Fear is such a personal thing. I have no quarrel with rodents, bats or spiders, but show me a giant waterbug and I’m toast. Speaking in public? No problem. Addressing a delicate issue with a close friend? My knees turn to jelly.
I’ve been struggling with a minor, but potent, bugaboo: the ramp leading into Riverside Park from 74th St. A bit steep, it’s spanned by two huge utility plates that were sloppily sealed with asphalt and turn slippery when wet. I’ve fallen here three times: once when Maggie’s front tire struck a rock; the second during a light rain; the third because I was so nervous about falling that I tensed up and lost control. None of the falls did more than bruise me badly and knock the wind out of me, but I decided the scary ramp was my enemy and had to be avoided.
For a short while, I rode down Riverside Drive to another ramp on which cycling is forbidden, so walking down involved no shame. One day this entrance was closed for construction, and I had to detour onto a busy avenue. I was hugging the right side of the road when a cab zoomed past me, clipping me so hard its mirror broke off. Over I went, but (again) I was able to get up and walk away. I’m getting quite good at falling!

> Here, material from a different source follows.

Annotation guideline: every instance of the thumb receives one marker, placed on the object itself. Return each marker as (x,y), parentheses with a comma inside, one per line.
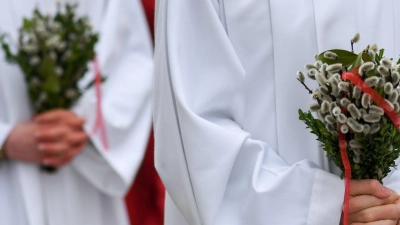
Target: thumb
(369,187)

But I’d rather get good at NOT falling.
My next ramp-avoidance strategy: Instead of shuffling down it feeling old and timid, I picked up Maggie and sprinted down a nearby flight of stairs. A little extra upper body workout is good! But the damned ramp still bugged me, because I was giving in to fear.
I’m more confident in the saddle lately, thanks to some minor adjustments, and this morning I gritted my teeth and went down the ramp. I didn’t fall. I didn’t clutch. All went well.
This post is my self-administered pat on the back for a show of courage. A small one, but it made a difference to me.